“Kollegin? ” one Swiss man asked, pointing his finger at my Czech friend, who was just serving him at a cash register in the kiosk at the ice rink. We both had had a deep talk in our mother tongue a few moments before he interrupted us. I wanted to answer, “No, she is not my colleague, she’s my friend.” Instead, I could only say, “Ja, sie ist auch Tschechin”.
I am still fascinated by the use of the word “Kollege/Kollegin” by the Swiss in cases where we Czechs would use terms such as friend or acquaintance. I was surprised that even the children at school don’t say they have friends from school, but they are “Schlukollege”. I remember that I myself was addressed as a “colleague” only in college.
I do not know if it is, as I wrote in the last post on friendship, that the Swiss just don’t let anyone close to each other and when they can really call a person “Freund”, a friend, it takes a long time and it wants an absolutely exceptional relationship.

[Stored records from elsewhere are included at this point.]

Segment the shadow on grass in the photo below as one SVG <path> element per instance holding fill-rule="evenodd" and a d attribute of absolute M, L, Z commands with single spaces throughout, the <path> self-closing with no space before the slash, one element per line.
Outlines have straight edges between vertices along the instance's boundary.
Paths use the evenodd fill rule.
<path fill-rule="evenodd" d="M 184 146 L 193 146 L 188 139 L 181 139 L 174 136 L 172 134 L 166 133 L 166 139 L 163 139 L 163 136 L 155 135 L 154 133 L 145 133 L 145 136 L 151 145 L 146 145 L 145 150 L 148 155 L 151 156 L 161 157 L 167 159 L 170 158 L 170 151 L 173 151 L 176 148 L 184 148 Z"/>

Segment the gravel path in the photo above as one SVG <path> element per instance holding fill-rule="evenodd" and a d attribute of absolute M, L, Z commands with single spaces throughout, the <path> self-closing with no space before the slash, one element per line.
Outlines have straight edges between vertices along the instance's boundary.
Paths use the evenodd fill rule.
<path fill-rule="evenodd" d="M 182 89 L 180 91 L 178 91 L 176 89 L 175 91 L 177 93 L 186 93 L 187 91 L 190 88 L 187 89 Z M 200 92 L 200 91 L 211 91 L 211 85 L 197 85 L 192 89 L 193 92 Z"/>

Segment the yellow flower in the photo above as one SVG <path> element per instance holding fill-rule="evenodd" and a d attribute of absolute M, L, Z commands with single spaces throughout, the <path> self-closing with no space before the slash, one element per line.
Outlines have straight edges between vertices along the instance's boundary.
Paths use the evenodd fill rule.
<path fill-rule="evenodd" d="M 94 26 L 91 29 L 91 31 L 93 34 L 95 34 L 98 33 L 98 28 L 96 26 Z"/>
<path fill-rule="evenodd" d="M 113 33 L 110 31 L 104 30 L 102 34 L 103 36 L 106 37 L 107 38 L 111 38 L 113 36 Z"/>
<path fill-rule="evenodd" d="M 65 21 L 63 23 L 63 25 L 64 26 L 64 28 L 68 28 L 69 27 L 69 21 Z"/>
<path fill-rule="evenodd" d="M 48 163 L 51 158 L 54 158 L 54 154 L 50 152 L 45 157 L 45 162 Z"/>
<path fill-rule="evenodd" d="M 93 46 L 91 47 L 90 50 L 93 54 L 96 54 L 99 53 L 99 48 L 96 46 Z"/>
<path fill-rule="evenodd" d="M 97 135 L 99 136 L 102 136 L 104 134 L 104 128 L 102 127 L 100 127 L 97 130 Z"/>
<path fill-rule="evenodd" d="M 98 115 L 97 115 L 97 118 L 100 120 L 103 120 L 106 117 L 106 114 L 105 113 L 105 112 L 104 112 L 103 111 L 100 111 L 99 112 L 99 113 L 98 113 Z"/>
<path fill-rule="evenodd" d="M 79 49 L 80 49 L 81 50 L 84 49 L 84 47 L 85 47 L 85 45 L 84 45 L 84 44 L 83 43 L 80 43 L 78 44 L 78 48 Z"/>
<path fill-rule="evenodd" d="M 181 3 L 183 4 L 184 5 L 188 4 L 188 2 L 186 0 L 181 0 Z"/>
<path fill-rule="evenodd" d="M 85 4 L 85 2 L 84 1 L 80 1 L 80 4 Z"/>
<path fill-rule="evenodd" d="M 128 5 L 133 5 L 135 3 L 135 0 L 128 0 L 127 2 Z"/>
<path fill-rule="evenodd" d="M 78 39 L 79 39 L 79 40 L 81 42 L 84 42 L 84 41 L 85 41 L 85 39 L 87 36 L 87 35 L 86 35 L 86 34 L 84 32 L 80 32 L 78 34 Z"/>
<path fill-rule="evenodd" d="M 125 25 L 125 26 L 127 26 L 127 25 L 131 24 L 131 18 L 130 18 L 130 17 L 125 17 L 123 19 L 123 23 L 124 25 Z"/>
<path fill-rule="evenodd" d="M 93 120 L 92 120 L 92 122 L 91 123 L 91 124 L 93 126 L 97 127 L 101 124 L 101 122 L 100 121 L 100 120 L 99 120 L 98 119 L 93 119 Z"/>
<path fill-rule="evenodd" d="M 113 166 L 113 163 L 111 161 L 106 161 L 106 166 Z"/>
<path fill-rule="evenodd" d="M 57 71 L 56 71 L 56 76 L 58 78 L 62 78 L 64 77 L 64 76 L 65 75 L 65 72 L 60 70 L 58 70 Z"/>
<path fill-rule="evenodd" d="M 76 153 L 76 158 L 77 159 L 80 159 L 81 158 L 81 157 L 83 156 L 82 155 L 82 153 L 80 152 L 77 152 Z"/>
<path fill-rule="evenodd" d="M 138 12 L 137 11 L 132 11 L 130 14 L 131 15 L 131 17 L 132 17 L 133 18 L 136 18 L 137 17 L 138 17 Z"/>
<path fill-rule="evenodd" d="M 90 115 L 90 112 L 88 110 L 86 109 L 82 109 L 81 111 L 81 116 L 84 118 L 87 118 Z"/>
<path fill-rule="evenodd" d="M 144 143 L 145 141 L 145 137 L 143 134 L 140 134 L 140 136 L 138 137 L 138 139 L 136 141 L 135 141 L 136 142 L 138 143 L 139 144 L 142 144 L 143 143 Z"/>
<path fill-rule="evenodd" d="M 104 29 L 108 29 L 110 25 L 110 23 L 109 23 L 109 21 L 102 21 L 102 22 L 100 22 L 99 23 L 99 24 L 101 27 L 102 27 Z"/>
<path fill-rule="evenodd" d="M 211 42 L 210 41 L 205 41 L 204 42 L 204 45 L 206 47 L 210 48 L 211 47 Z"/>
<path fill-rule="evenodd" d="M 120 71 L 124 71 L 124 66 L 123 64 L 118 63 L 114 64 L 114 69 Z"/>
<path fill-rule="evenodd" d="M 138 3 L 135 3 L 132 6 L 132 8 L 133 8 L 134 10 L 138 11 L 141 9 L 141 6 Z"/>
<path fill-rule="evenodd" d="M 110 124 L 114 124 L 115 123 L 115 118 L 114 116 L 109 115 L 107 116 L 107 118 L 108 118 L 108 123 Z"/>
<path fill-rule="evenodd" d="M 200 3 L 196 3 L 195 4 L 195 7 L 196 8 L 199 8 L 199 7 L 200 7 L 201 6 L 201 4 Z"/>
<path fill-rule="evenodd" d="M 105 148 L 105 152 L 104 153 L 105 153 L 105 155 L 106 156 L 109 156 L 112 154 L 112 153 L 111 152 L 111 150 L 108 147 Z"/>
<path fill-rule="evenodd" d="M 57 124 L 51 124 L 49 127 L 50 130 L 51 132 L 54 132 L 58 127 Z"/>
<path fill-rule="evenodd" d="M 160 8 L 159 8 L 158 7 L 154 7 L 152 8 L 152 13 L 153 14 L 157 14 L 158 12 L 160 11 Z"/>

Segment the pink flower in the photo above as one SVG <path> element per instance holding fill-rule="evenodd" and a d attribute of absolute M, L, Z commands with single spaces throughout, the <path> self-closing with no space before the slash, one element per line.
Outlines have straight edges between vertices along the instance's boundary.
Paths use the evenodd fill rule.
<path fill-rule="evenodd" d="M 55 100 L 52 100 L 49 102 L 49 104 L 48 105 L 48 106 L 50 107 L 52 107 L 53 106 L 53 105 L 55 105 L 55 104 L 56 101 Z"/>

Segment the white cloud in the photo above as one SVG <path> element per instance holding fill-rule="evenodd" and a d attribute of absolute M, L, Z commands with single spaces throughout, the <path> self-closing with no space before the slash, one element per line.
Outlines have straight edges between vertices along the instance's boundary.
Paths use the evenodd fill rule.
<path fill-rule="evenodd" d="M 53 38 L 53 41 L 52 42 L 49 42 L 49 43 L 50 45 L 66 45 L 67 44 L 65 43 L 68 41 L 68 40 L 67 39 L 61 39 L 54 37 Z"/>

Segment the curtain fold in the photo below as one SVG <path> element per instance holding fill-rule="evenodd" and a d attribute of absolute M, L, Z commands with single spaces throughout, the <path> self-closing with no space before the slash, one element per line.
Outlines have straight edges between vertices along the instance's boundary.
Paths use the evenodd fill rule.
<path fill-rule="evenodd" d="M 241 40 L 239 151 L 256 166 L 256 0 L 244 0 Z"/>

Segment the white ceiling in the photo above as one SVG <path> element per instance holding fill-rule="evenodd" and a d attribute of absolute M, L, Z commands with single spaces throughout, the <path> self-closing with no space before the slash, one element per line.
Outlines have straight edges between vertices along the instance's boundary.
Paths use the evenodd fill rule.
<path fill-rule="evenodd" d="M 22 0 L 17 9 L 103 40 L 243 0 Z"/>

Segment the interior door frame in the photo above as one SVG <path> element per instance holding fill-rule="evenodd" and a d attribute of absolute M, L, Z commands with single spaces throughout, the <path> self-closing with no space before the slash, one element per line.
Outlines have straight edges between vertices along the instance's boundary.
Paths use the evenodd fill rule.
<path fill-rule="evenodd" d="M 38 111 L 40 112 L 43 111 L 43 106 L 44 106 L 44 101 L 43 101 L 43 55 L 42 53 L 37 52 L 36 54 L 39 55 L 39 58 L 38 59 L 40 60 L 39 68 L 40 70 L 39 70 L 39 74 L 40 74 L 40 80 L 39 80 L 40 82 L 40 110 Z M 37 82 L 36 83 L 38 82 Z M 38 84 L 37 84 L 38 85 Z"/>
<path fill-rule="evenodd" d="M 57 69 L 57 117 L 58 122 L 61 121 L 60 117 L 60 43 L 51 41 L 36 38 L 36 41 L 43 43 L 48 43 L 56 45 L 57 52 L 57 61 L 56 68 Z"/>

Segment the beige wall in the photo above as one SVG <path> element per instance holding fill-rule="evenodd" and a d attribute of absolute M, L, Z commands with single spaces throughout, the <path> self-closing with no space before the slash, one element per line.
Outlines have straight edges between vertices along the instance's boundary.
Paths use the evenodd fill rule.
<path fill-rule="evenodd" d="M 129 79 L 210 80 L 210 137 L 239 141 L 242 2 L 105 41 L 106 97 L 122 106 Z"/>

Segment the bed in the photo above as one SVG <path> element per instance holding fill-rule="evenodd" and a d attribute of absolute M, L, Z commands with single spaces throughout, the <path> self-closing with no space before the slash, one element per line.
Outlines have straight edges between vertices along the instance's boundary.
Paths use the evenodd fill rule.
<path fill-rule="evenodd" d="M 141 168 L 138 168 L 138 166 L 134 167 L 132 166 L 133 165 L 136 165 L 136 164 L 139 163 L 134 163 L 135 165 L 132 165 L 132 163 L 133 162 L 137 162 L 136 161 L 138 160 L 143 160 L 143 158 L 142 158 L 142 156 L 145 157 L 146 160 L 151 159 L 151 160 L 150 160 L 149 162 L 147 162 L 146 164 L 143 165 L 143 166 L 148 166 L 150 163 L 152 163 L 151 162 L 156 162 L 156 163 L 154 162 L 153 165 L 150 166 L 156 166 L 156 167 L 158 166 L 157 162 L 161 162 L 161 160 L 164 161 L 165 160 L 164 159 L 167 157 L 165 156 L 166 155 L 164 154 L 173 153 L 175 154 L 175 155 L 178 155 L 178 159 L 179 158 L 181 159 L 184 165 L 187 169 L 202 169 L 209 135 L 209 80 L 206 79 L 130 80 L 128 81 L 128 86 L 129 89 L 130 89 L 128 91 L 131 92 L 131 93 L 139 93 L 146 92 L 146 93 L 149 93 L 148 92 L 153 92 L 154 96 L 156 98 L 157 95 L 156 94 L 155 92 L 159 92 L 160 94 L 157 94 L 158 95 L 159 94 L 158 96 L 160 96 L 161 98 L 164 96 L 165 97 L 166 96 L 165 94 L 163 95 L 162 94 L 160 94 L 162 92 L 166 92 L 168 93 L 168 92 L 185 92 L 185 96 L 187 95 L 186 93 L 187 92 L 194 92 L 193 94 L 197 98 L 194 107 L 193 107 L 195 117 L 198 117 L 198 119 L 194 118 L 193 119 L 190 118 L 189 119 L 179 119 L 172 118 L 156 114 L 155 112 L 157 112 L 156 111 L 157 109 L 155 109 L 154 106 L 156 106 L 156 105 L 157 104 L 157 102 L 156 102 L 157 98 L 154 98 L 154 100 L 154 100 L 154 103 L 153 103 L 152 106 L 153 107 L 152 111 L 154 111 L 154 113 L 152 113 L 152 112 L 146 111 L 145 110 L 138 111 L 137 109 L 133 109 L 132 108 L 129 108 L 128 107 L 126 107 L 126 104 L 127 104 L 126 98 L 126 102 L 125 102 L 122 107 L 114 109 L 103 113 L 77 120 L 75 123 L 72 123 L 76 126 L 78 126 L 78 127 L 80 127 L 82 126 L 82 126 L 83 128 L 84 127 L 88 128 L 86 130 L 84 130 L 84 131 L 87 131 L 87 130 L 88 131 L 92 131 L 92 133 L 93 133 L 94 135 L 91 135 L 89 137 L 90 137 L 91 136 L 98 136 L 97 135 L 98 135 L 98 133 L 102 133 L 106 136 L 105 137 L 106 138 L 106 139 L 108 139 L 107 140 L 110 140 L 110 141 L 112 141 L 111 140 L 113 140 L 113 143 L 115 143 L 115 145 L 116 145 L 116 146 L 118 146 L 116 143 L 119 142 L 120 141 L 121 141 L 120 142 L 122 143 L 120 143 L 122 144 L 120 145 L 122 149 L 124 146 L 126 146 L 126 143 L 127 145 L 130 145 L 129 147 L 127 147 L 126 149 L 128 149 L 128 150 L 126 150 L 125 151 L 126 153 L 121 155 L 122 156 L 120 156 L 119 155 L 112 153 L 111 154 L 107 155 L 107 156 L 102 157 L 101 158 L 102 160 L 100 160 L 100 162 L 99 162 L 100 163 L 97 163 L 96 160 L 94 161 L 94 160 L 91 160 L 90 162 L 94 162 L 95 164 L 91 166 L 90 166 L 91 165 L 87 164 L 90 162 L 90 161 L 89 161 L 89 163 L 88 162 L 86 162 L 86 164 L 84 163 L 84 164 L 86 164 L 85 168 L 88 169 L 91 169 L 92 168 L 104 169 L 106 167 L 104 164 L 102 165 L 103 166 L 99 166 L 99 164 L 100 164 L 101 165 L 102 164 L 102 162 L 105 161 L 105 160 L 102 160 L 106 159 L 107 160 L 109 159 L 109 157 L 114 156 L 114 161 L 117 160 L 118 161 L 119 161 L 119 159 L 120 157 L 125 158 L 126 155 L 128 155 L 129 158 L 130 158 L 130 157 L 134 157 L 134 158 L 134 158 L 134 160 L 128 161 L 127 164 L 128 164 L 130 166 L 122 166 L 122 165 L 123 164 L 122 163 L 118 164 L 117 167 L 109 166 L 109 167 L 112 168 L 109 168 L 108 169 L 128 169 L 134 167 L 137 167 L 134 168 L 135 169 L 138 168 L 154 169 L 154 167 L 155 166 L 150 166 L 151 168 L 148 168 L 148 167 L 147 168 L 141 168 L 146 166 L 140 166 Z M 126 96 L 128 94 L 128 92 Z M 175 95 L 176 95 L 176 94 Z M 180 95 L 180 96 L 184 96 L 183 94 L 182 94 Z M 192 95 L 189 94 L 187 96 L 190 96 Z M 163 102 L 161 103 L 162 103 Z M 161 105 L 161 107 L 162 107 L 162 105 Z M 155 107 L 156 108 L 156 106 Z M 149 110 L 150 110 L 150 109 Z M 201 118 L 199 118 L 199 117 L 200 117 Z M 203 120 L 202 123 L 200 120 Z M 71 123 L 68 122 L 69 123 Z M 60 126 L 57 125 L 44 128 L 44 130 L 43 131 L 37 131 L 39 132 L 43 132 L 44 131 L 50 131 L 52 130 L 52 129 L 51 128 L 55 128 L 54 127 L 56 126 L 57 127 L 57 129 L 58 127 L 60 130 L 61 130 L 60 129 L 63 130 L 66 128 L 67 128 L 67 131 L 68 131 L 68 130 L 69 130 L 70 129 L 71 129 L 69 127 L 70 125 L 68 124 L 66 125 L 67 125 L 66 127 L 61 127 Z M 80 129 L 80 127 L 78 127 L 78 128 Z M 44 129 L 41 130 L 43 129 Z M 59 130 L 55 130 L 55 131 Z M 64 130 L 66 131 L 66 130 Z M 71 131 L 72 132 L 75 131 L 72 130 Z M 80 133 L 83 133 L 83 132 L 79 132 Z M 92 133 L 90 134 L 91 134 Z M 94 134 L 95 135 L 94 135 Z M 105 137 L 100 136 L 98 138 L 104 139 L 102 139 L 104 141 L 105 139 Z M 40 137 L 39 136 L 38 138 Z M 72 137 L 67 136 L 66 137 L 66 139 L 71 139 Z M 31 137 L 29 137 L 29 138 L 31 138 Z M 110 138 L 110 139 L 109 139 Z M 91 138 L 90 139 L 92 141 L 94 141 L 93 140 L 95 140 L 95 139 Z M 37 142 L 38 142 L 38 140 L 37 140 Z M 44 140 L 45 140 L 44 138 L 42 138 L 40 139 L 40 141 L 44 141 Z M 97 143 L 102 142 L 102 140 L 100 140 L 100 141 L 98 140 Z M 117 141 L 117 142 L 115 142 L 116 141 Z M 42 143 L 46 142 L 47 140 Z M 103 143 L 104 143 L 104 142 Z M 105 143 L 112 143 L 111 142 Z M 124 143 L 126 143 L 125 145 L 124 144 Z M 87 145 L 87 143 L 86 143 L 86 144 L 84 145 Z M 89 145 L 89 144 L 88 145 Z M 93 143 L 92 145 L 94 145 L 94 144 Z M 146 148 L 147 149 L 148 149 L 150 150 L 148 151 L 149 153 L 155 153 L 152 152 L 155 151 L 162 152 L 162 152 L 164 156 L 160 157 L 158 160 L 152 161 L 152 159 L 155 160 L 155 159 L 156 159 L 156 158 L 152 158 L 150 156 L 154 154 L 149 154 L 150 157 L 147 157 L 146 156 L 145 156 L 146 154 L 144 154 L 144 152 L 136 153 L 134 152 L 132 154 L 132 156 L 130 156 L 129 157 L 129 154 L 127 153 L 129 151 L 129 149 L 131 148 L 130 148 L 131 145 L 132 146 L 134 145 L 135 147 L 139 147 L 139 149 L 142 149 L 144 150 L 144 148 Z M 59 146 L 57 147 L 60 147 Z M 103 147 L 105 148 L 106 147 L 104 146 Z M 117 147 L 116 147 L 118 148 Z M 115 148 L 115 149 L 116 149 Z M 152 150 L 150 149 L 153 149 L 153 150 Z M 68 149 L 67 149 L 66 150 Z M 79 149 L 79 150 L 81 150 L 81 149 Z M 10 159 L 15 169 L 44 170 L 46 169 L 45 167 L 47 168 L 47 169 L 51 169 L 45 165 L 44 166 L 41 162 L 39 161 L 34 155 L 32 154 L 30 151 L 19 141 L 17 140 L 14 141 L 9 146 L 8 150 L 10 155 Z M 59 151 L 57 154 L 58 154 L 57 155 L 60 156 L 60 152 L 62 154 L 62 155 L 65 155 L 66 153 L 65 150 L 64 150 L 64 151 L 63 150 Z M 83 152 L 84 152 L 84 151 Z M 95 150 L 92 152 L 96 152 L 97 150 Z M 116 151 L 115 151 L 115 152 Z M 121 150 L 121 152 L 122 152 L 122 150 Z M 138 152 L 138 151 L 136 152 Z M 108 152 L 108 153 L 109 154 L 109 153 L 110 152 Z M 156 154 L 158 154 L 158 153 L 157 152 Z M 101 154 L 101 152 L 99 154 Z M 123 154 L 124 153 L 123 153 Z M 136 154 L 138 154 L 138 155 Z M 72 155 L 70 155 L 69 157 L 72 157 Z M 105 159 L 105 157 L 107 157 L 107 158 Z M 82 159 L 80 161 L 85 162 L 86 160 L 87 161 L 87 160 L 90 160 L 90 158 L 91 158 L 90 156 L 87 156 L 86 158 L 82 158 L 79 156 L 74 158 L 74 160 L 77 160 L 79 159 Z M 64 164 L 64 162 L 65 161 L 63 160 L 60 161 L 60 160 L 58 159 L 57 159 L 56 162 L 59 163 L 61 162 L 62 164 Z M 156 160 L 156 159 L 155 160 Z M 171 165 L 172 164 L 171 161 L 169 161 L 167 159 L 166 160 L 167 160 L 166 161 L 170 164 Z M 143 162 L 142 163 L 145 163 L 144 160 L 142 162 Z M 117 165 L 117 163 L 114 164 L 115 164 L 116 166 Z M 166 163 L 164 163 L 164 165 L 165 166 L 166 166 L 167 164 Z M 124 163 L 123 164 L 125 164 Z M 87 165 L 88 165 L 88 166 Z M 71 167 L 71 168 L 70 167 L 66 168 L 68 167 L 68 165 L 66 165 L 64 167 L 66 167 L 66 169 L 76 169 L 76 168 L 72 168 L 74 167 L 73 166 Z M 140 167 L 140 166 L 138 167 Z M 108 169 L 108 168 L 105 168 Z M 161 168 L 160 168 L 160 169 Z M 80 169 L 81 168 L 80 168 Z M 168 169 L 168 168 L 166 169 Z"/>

All the others are just “colleagues”.
“Toi toi toi”
When I first started at the Bern GP and one of my co-runners wished me “toi toi toi”, it almost struck me. Instead of realizing that he wished me luck in the race, a blue and white mobile WC booth came to mind (if you don’t know what I am talking about click here). All the more so, because before the races my digestion is not quite OK and I am terrified that I would have to use “toitoi booth” on the track during the race itself.
But the expression “toi toi toi” is used instead of superstitious habit when the actors did not wish “good luck” before the performance (because it actually brought bad luck) but rather spit three times over the shoulder.
So I am more pleased if they wish me “Guete Louf” or “Guten Lauf”.
I love this expression in a good sense. Is it something like “Seriously? Really? Certainly not! You don’t mean it, do you? Don’t tell crap!” But in Switzerland, better to say er in Bärndütsch, expressed briefly, clearly, and simply: äuä ?! (yeah, try saying it out loud 😀)
And what expressions fascinate you? Whether in your own mother tongue or the language you are learning? I look forward to your answers!
– ou bien? Meaning like ‘or what’ but even used in ‘How are you?’ Ça va ou bien?
– vacances de patates (potato holiday), is the Fall break
– il n’y a pas le feu au lac! ‘The lake is not on fire’ there is no urgency, it’s not dramatic.